I need to solve the following equation:
$((a-x)!)^{1/2x}=1$
Or at least, I need to find the asymptotic growth of $x$ as a function of $a$.
The best I got is, by Stirling's approximation, we have $2^{\frac{(a-x)\log(a-x)}{2x}}=1$. Thus ${\frac{(a-x)\log(a-x)}{2x}}=0$, so $(a-x)\log(a-x)=0$, so $a=x$ or $a=x+1$. But I it seems wrong to me...
You have
$$((a-x)!)^{\frac{1}{2x}}=1 \tag{1}\label{eq1A}$$
Taking both sides to the power of $2x$ gives
$$(a-x)! = 1 \tag{2}\label{eq2A}$$
Even if you define $(r-1)! = \Gamma(r)$ for handling real values $r$, where $\Gamma(r)$ is the gamma function, you still have only $0! = 1$ and $1! = 1$ for positive values of the gamma function argument. However, the gamma function can also be $1$ for various negative values of $r$, e.g., at $2$ values between $-3$ and $-4$. Assuming you are only dealing with positive $r$, or just the standard factorial function, you thus get
$$a - x = 0 \; \text{ or } \; a - x = 1 \implies a = x \; \text{ or } \; a = x + 1 \tag{3}\label{eq3A}$$
This matches what you got. When you wrote it "seems wrong to me", were you referring to the method you used, your result, both of these, or something else?

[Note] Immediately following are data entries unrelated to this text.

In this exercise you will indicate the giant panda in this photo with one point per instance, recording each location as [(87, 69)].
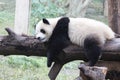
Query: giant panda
[(87, 33)]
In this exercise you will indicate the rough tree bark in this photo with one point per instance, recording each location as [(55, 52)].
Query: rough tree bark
[(77, 8), (114, 15), (105, 8), (14, 44)]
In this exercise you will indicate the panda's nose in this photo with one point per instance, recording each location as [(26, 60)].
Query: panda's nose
[(38, 38)]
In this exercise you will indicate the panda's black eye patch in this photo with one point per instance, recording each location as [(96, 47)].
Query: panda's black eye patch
[(43, 31)]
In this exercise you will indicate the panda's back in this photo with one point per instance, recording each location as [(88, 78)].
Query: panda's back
[(80, 28)]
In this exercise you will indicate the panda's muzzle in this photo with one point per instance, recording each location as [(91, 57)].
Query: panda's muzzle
[(41, 39)]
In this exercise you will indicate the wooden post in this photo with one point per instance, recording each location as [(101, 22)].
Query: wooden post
[(22, 16), (114, 15)]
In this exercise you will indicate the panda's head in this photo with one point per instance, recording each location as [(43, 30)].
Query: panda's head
[(44, 29)]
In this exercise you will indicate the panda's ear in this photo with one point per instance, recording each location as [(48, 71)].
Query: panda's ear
[(45, 21)]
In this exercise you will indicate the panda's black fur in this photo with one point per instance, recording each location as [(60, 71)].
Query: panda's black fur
[(60, 39)]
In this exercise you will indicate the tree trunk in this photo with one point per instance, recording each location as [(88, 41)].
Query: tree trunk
[(114, 15), (105, 8), (77, 8), (22, 16)]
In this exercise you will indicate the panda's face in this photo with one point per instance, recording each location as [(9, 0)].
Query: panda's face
[(43, 30)]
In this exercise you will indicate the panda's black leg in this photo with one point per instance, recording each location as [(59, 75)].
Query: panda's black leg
[(50, 57), (92, 50)]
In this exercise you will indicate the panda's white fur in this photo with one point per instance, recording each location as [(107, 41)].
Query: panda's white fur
[(87, 33), (79, 29), (47, 28)]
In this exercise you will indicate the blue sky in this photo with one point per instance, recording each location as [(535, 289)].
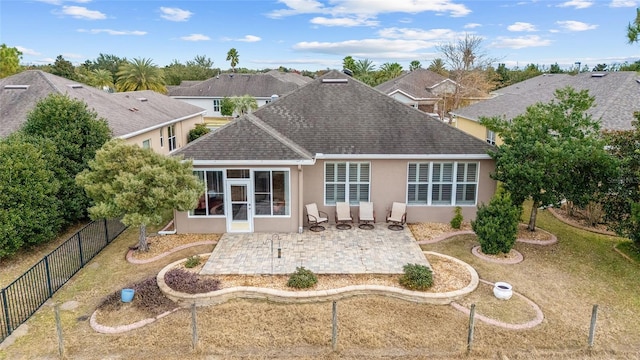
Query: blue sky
[(315, 34)]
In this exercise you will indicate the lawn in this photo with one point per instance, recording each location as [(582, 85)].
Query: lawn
[(565, 279)]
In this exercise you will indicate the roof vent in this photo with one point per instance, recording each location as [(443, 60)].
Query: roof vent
[(16, 87), (335, 81)]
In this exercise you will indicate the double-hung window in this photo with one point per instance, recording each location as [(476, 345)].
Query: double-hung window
[(347, 181)]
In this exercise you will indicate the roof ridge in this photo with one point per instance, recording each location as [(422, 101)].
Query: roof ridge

Update: Regarding using Stirling's approximation, it seems you're using the form given by
$$\log_2 n! = n\log_2 n - n\log_2 e + O(\log_2 n) \tag{4}\label{eq4A}$$
but using only the first term on the right. Then taking this as a power of $2$, you get
$$n! \approx 2^{n\log_2 n} \tag{5}\label{eq5A}$$
Replacing $n$ with $a - x$ and taking both sides to the power of $\frac{1}{2x}$ leads to your statement of
$$2^{\frac{(a-x)\log(a-x)}{2x}} = 1 \tag{6}\label{eq6A}$$
Although it worked in your case, it's basically only because $n$ ending up being $0$ so your approximation matched. As the diagram at the right in the Wikipedia article shows, the full approximation does actually match the actual value quite closely for $n \ge 1$. However, especially for larger $n$, you usually can't just ignore the second & third terms in \eqref{eq4A}. Depending on how large $n$ is and how relatively accurate you want the result, you may wish to use the more precise formula given by
$$n! \sim {\sqrt {2\pi n}}\left({\frac {n}{e}}\right)^{n} \tag{7}\label{eq7A}$$
Your approximation in \eqref{eq5A} simplifies instead to
$$n! \approx n^n \tag{8}\label{eq8A}$$
which is quite different for any larger values of $n$.
In general, if you can solve a factorial type problem exactly relatively easily, you should do that. Only if you can't, then consider using Stirling's approximation and, if used, do it with a form which gives you at least sufficient accuracy, with the most precise version in \eqref{eq7A} being ideal if it's possible & not too much effort to use.